Over the past several years, Axcan has experienced rapid growth by acquiring several products and businesses. (See “Acquisition of Companies” and “Acquisition of Products”).
2. | Acquisition of Companies |
Lactéol
On April 17, 2002, Axcan acquired all of the outstanding shares and certain related assets of Laboratoire du Lactéol du Docteur Boucard (“Lactéol”), which subsequently changed its name to Axcan Pharma S.A. and was merged with Laboratoires Entéris (“Entéris”) acquired earlier in 2001. This company specializes in the manufacturing and distribution of gastrointestinal products in France including LACTÉOL (for the treatment of diarrhea) and owns the proprietary Lactobacillus strain. The acquisition cost, including transaction expenses was $13.1 million, and was paid through the issuance of 365,532 Axcan’s common shares and payment of $8.4 million in cash.
Entéris
On November 7, 2001, Axcan acquired Entéris, a company specializing in the distribution of gastrointestinal products in France. Entéris has since been merged with Lactéol and is now known as Axcan Pharma S.A. The products marketed by Entéris include TAGAMET (for the treatment of gastric or duodenal ulcers), TRANSITOL and TRANSULOSE (both of which are for the treatment of constipation). The purchase price was $23.0 million and was paid using Axcan's available cash and funds drawn under Axcan’s credit facilities. This acquisition broadened Axcan's product portfolio and established an operating base and platform from which to sell certain of its products into France and, eventually, expand in Western Europe.
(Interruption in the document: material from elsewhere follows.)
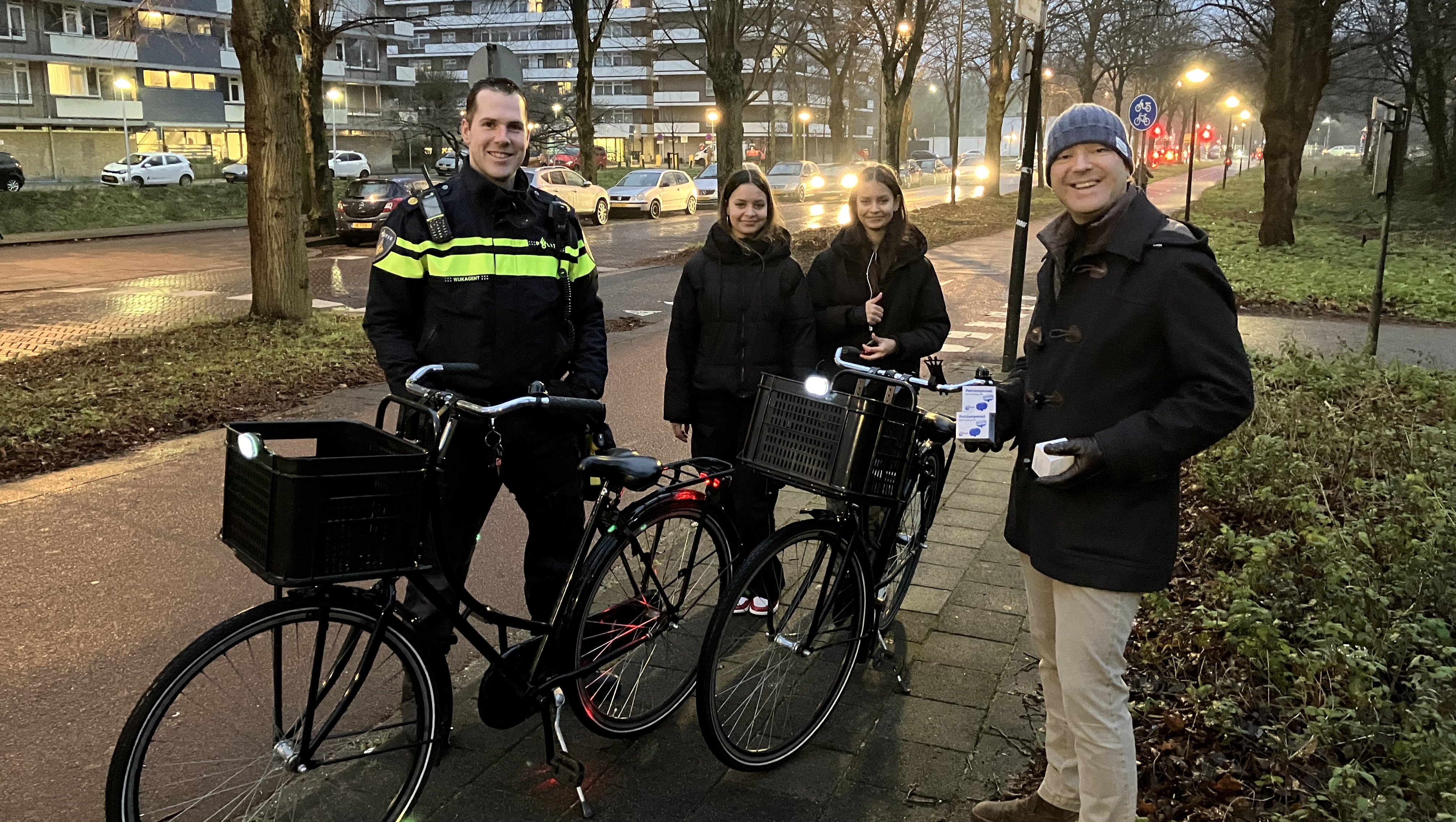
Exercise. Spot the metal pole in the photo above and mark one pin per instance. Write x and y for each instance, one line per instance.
(1018, 250)
(1193, 149)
3. | Acquisition of Products |
Group of products from Aventis
On November 18, 2003, the Company announced the closing of an agreement to acquire the rights to a group of products from Aventis. Under the terms of this agreement, the Company acquired CARAFATE and BENTYL for the U.S. market and SULCRATE, BENTYLOL and PROCTOSEDYL for the Canadian market. The $145.0 million purchase price was paid out of Axcan’s available cash.
ITAX (Itopride)
On August 29, 2003, the Company acquired an exclusive license for North America, the European Union and Latin America, from Abbott to develop, manufacture and market Itopride, a patented gastroprokinetic drug. Under the terms of this license agreement, the Company paid $10.0 million from available cash and assumed $2.0 million in research contract liabilities. This amount was expensed in the fourth quarter of fiscal 2003. Axcan will also pay royalties of 9% of net sales from the date of first commercial sale until the expiration of the patent and 6% for ten years then after.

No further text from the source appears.